Een en ander klemt temeer nu het Hof noch in de bewijsmiddelen, noch in het kader van de verwerping van het verweer iets heeft vastgesteld omtrent het gedrag van [het slachtoffer] jegens de verdachte onmiddellijk voorafgaand aan de bewezenverklaarde mishandeling, welk gedrag het Hof blijkens de motivering van de strafoplegging als uitdagend en zeer verwerpelijk heeft bestempeld.
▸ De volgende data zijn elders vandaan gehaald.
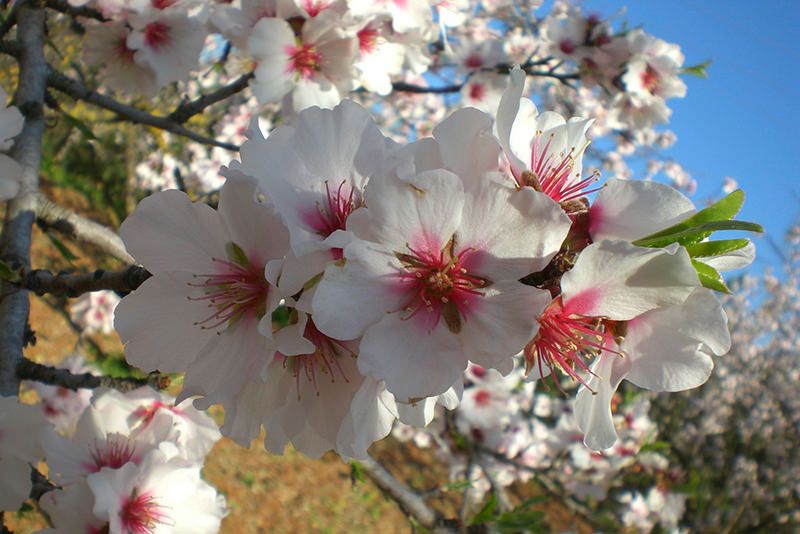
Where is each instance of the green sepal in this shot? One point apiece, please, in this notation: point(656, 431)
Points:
point(236, 254)
point(710, 278)
point(708, 249)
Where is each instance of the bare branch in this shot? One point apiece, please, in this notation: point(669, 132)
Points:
point(411, 503)
point(75, 11)
point(43, 282)
point(191, 108)
point(76, 226)
point(78, 91)
point(15, 242)
point(29, 370)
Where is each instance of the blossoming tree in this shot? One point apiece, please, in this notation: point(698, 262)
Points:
point(355, 219)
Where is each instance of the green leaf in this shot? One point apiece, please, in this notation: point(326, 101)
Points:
point(709, 277)
point(79, 124)
point(7, 273)
point(700, 70)
point(487, 512)
point(62, 248)
point(722, 210)
point(709, 249)
point(236, 254)
point(356, 472)
point(695, 234)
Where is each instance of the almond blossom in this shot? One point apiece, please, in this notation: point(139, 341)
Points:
point(207, 310)
point(435, 263)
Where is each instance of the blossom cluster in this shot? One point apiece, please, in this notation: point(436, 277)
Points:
point(345, 281)
point(130, 464)
point(506, 430)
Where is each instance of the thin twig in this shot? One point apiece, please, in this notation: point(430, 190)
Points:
point(78, 91)
point(78, 227)
point(54, 376)
point(408, 501)
point(44, 282)
point(15, 242)
point(190, 108)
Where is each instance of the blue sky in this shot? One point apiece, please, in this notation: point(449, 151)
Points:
point(742, 120)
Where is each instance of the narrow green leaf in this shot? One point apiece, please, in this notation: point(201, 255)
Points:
point(722, 210)
point(79, 124)
point(700, 70)
point(695, 234)
point(709, 277)
point(707, 249)
point(487, 512)
point(62, 248)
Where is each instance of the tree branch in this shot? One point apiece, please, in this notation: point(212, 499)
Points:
point(73, 225)
point(78, 91)
point(29, 370)
point(408, 501)
point(43, 282)
point(190, 108)
point(15, 242)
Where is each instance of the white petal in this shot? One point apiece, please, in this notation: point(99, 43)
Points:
point(617, 280)
point(632, 209)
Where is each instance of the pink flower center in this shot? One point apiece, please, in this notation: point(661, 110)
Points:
point(237, 290)
point(368, 40)
point(116, 451)
point(141, 514)
point(325, 359)
point(440, 284)
point(303, 60)
point(157, 34)
point(331, 214)
point(551, 173)
point(651, 79)
point(563, 339)
point(567, 46)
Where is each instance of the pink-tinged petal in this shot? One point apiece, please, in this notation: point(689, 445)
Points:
point(617, 280)
point(348, 299)
point(632, 209)
point(668, 347)
point(502, 323)
point(514, 233)
point(507, 113)
point(423, 212)
point(395, 350)
point(156, 324)
point(167, 232)
point(251, 223)
point(593, 406)
point(467, 145)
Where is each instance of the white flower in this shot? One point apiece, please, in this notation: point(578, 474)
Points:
point(315, 68)
point(440, 265)
point(208, 306)
point(20, 429)
point(544, 150)
point(162, 495)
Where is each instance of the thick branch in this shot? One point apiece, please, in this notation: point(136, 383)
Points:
point(411, 503)
point(28, 370)
point(43, 282)
point(15, 242)
point(73, 225)
point(190, 108)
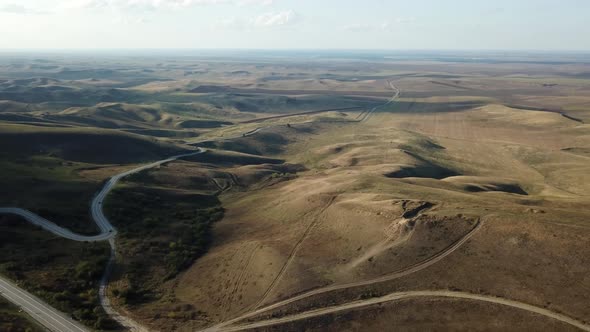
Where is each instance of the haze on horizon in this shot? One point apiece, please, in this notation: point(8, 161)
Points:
point(290, 24)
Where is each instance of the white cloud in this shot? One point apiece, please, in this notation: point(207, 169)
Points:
point(19, 9)
point(263, 21)
point(155, 4)
point(405, 20)
point(275, 19)
point(384, 26)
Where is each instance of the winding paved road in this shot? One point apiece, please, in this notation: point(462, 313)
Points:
point(47, 316)
point(43, 313)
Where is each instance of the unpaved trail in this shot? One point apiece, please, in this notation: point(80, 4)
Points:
point(293, 253)
point(409, 295)
point(392, 276)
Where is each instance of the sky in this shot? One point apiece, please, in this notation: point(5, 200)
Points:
point(296, 24)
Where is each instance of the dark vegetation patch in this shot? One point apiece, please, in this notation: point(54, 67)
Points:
point(504, 187)
point(12, 320)
point(64, 273)
point(422, 171)
point(84, 146)
point(578, 150)
point(203, 124)
point(161, 233)
point(417, 107)
point(163, 133)
point(229, 159)
point(262, 143)
point(51, 188)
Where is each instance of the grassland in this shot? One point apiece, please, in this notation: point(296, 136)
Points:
point(474, 180)
point(11, 320)
point(62, 272)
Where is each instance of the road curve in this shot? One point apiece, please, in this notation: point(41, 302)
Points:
point(409, 295)
point(46, 315)
point(388, 277)
point(43, 313)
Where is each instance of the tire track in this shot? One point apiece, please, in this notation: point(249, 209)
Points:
point(392, 276)
point(415, 294)
point(293, 252)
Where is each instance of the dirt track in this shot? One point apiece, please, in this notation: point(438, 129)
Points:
point(415, 268)
point(409, 295)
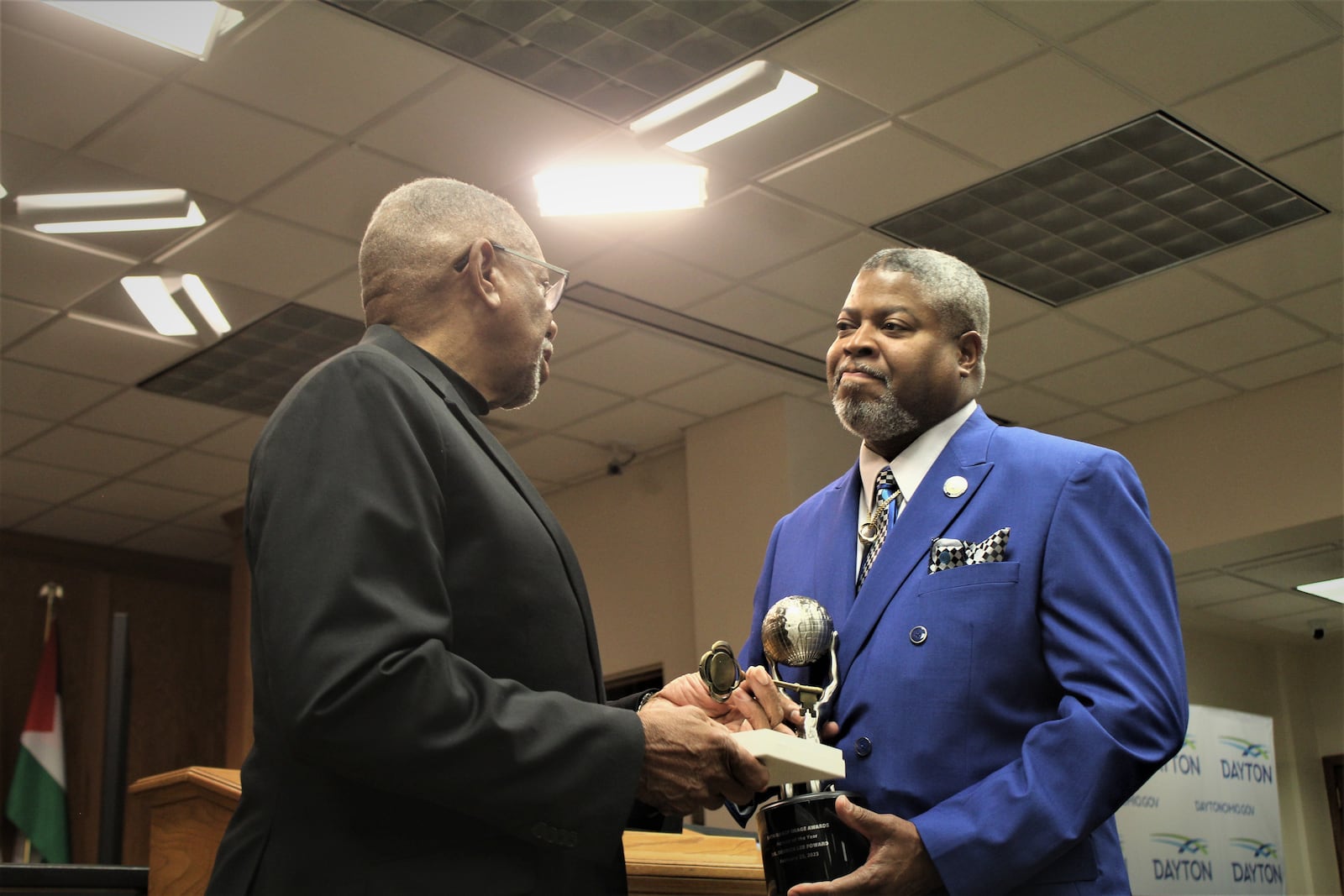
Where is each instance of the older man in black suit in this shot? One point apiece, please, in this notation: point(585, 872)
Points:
point(429, 705)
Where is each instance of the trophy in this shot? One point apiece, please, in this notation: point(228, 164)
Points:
point(801, 837)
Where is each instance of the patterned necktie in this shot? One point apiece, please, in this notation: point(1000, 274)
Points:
point(886, 495)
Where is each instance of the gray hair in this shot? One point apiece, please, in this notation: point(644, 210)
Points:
point(420, 228)
point(949, 285)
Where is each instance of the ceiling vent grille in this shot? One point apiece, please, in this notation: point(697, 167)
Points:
point(1132, 202)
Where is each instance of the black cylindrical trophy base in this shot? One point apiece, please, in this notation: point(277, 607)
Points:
point(804, 841)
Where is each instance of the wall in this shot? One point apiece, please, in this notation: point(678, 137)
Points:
point(179, 629)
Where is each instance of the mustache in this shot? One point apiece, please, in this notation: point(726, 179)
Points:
point(859, 367)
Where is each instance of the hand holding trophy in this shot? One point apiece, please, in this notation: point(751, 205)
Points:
point(801, 837)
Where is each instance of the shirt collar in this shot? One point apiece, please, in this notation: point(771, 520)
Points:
point(911, 465)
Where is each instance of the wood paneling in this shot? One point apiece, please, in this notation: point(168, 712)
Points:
point(179, 642)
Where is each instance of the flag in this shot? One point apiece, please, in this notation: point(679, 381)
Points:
point(37, 802)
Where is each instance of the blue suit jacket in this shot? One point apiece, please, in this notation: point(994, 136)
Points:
point(1050, 684)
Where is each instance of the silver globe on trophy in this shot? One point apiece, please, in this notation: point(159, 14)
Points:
point(801, 837)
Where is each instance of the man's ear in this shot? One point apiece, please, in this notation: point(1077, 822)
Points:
point(971, 348)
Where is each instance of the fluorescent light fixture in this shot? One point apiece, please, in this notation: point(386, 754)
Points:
point(154, 300)
point(1331, 590)
point(188, 27)
point(205, 304)
point(600, 190)
point(112, 211)
point(727, 105)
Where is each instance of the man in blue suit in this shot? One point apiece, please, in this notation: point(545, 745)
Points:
point(1011, 665)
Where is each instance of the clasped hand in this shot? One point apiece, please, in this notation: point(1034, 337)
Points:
point(691, 759)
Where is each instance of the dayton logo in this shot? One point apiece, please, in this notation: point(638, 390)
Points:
point(1183, 763)
point(1189, 862)
point(1261, 866)
point(1247, 768)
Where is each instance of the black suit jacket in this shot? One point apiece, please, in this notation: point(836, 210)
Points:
point(428, 700)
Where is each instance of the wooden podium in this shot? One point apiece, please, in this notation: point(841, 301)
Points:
point(175, 821)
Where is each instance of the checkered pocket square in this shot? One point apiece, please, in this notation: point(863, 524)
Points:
point(948, 553)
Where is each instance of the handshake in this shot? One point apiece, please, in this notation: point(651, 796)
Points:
point(691, 759)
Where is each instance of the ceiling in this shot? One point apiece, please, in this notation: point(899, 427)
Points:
point(306, 114)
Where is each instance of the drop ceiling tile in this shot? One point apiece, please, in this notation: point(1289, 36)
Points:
point(78, 524)
point(559, 403)
point(15, 511)
point(181, 542)
point(1236, 340)
point(339, 296)
point(730, 389)
point(17, 429)
point(638, 425)
point(1288, 365)
point(559, 459)
point(19, 318)
point(42, 483)
point(526, 129)
point(1175, 50)
point(311, 196)
point(1027, 406)
point(80, 92)
point(649, 275)
point(823, 277)
point(1082, 426)
point(47, 394)
point(141, 500)
point(195, 472)
point(1168, 401)
point(1283, 107)
point(1063, 101)
point(1063, 20)
point(748, 233)
point(1008, 307)
point(205, 143)
point(322, 67)
point(1321, 307)
point(1113, 378)
point(1263, 607)
point(638, 363)
point(580, 328)
point(1045, 344)
point(853, 177)
point(895, 55)
point(89, 450)
point(265, 254)
point(234, 441)
point(159, 418)
point(1214, 586)
point(759, 315)
point(84, 347)
point(1159, 305)
point(1316, 170)
point(51, 273)
point(1285, 262)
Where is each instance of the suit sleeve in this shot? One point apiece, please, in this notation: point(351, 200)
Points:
point(1112, 641)
point(354, 625)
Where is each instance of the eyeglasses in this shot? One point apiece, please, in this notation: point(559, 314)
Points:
point(553, 291)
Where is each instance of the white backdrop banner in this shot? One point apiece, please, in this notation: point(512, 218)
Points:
point(1207, 822)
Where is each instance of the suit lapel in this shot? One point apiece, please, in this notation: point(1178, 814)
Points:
point(905, 555)
point(398, 345)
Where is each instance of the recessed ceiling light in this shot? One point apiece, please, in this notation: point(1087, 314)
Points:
point(112, 211)
point(188, 27)
point(725, 107)
point(600, 190)
point(1331, 590)
point(154, 300)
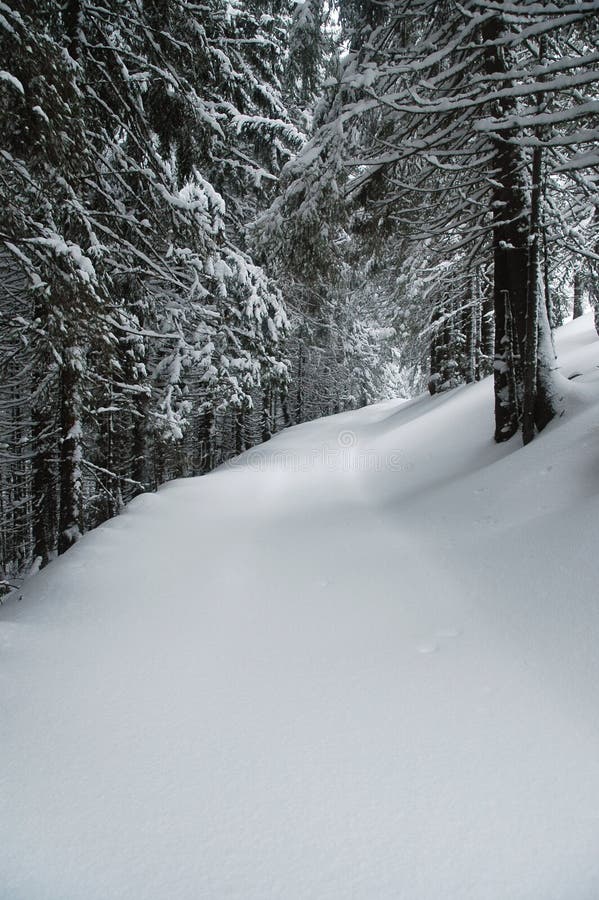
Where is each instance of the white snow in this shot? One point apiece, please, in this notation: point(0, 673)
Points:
point(361, 661)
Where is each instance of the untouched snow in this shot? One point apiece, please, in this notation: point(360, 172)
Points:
point(360, 662)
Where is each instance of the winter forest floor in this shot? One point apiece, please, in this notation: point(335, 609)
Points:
point(359, 661)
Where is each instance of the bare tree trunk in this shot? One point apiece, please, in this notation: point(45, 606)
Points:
point(577, 309)
point(70, 522)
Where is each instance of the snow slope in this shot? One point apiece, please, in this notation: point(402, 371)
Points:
point(360, 662)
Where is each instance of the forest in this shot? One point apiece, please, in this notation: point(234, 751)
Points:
point(222, 218)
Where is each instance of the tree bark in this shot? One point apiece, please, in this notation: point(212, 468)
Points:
point(70, 453)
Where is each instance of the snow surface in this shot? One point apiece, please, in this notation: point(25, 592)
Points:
point(360, 662)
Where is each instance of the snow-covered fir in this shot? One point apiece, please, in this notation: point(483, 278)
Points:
point(355, 656)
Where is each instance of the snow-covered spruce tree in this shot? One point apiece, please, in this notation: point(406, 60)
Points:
point(452, 102)
point(137, 140)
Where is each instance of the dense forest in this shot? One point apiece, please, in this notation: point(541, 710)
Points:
point(222, 218)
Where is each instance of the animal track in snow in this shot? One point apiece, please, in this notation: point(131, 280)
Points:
point(444, 634)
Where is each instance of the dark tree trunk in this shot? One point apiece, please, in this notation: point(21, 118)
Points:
point(266, 414)
point(70, 452)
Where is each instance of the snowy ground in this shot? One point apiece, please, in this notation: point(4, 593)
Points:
point(361, 662)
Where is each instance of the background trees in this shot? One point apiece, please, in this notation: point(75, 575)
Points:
point(180, 278)
point(458, 125)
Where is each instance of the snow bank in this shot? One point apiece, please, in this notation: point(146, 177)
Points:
point(361, 661)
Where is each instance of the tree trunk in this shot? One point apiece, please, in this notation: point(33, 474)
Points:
point(70, 451)
point(578, 310)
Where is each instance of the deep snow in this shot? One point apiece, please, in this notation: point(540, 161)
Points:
point(360, 661)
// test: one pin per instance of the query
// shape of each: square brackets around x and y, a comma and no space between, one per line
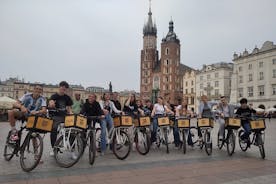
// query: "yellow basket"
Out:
[40,124]
[234,123]
[183,123]
[144,121]
[205,122]
[78,121]
[257,124]
[164,121]
[122,121]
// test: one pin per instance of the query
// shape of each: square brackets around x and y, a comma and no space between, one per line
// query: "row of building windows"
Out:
[261,76]
[260,65]
[250,91]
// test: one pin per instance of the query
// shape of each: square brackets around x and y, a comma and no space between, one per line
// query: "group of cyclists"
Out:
[61,104]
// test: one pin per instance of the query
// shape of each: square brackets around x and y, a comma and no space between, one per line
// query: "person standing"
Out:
[61,102]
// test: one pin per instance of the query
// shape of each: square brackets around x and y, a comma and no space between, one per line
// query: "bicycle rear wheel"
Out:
[121,145]
[92,147]
[231,142]
[208,142]
[10,148]
[31,151]
[260,143]
[142,142]
[68,150]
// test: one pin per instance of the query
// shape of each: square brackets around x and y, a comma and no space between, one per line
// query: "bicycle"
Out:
[231,126]
[206,125]
[69,145]
[28,153]
[141,137]
[89,138]
[117,137]
[257,127]
[163,131]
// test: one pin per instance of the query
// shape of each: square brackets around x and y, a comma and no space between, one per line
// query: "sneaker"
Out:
[52,153]
[74,156]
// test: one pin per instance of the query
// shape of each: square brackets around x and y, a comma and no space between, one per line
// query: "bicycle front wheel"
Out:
[92,147]
[142,142]
[31,151]
[231,142]
[208,142]
[121,145]
[68,150]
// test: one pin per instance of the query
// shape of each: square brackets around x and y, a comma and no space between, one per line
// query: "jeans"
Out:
[154,129]
[221,122]
[247,130]
[53,135]
[107,122]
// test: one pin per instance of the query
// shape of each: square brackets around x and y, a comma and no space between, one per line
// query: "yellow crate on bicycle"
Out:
[163,121]
[258,124]
[76,120]
[183,123]
[205,122]
[142,121]
[122,121]
[234,123]
[40,124]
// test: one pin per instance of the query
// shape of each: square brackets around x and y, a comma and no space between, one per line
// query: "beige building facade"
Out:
[254,76]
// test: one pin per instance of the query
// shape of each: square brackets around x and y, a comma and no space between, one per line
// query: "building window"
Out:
[240,79]
[250,91]
[250,78]
[240,91]
[274,73]
[240,69]
[261,75]
[273,89]
[216,83]
[261,90]
[216,92]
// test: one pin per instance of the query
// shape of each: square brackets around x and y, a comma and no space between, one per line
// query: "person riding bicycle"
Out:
[108,107]
[225,111]
[61,102]
[29,104]
[245,113]
[159,109]
[205,111]
[92,108]
[181,111]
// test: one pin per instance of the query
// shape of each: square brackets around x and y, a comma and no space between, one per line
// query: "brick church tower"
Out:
[149,58]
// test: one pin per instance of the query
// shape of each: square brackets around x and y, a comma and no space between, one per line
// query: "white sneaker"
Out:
[52,153]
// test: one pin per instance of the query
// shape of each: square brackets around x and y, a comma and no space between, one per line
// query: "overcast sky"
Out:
[92,42]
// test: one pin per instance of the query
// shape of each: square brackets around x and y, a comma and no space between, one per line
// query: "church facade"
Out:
[161,76]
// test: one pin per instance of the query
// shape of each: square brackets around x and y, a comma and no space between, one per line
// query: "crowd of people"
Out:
[108,105]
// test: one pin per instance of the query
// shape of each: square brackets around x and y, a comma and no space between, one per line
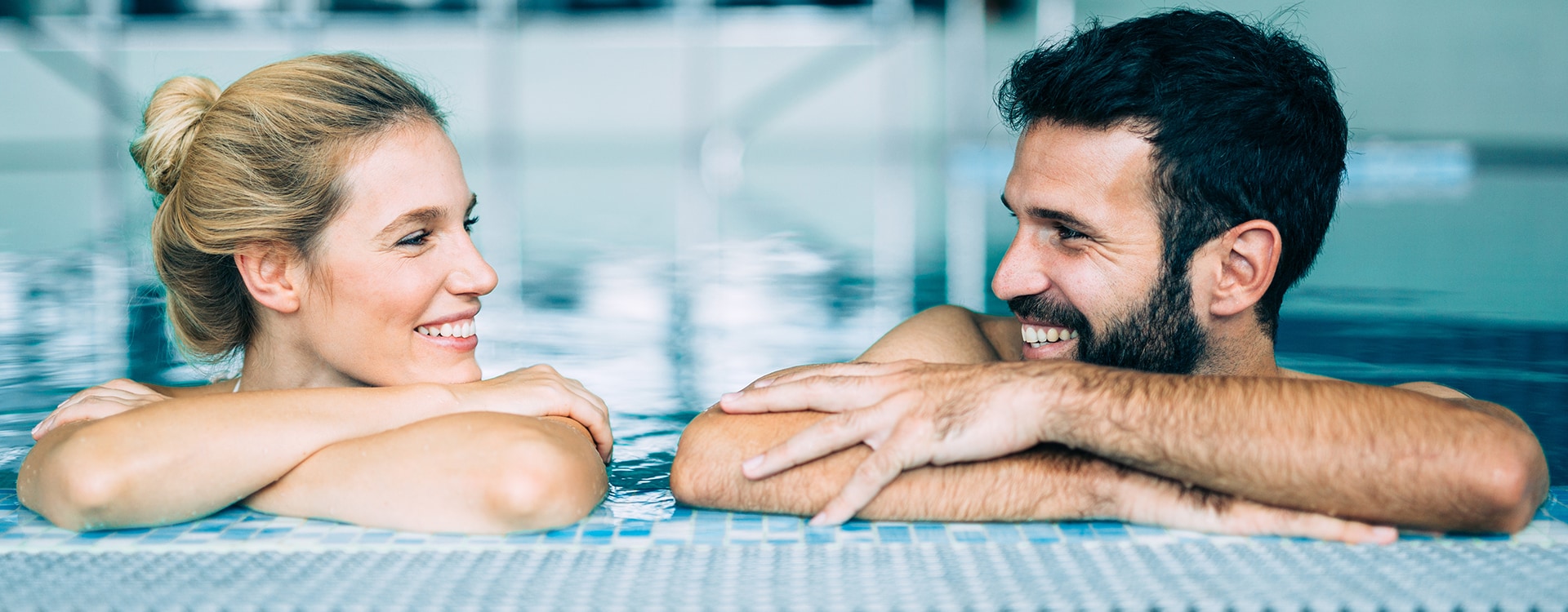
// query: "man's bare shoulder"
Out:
[1004,332]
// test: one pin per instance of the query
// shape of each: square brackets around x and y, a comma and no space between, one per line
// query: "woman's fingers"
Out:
[98,404]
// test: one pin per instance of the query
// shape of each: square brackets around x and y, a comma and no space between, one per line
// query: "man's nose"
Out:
[1021,273]
[474,276]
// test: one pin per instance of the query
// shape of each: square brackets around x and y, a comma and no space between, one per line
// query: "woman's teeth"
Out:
[463,329]
[1037,335]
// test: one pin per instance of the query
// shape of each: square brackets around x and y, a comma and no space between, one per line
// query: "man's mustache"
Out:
[1046,310]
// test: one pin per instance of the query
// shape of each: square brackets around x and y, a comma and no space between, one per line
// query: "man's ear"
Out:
[1250,259]
[272,276]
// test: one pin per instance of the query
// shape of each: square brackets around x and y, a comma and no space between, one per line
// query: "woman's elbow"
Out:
[71,492]
[541,486]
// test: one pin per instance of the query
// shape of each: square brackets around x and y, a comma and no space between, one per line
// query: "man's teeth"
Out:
[1037,335]
[449,330]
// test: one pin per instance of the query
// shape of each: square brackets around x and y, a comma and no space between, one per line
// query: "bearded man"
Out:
[1175,175]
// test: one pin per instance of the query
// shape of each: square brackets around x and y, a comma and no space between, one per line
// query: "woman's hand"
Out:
[540,392]
[107,400]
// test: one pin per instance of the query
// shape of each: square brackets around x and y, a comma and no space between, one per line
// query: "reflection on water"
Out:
[659,339]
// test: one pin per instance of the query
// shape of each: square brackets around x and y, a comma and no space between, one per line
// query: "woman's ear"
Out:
[1252,255]
[270,276]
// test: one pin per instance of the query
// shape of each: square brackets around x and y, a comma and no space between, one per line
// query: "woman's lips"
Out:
[455,335]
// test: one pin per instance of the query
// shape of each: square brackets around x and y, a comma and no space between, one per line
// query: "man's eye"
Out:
[417,238]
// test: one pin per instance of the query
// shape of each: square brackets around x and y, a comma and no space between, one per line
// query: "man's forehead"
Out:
[1089,172]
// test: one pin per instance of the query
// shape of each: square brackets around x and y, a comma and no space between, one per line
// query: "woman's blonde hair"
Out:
[256,165]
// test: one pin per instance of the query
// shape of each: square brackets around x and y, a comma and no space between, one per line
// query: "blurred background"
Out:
[684,194]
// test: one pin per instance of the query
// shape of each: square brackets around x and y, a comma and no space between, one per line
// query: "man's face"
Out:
[1084,273]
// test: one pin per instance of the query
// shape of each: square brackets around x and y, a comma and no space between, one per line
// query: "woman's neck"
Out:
[272,365]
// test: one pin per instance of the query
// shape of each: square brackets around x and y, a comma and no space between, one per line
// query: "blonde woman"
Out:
[315,221]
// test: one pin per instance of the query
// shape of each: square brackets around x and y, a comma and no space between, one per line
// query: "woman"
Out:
[314,220]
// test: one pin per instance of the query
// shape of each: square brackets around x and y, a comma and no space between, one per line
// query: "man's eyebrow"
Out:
[1054,215]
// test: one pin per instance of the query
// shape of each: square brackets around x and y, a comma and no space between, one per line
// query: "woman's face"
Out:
[394,279]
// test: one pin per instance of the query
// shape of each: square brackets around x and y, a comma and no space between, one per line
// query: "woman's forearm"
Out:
[475,472]
[187,458]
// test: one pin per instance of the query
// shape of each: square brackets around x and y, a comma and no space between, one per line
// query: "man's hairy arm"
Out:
[1404,456]
[706,468]
[1046,482]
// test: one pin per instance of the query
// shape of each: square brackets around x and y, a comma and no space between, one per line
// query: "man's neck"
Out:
[1239,348]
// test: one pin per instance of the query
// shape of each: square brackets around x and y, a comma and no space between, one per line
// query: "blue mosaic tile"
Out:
[22,530]
[894,534]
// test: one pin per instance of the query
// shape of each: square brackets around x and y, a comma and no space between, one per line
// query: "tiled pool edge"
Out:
[237,530]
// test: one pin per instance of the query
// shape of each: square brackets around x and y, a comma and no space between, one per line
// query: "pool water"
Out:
[687,330]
3.5. Het middel is derhalve terecht voorgesteld.
4. Slotsom
Uit hetgeen hiervoor is overwogen volgt dat de bestreden uitspraak niet in stand kan blijven en als volgt moet worden beslist.
5. Beslissing
De Hoge Raad:
Vernietigt de bestreden uitspraak;
Verwijst de zaak naar het Gerechtshof te Arnhem opdat de zaak op het bestaande hoger beroep opnieuw wordt berecht en afgedaan.
Dit arrest is gewezen door de vice-president C.J.G. Bleichrodt als voorzitter, en de raadsheren F.H. Koster, A.M.J. van Buchem-Spapens, A.J.A. van Dorst en B.C. de Savornin Lohman, in bijzijn van de griffier S.P. Bakker, en uitgesproken op 11 juni 2002.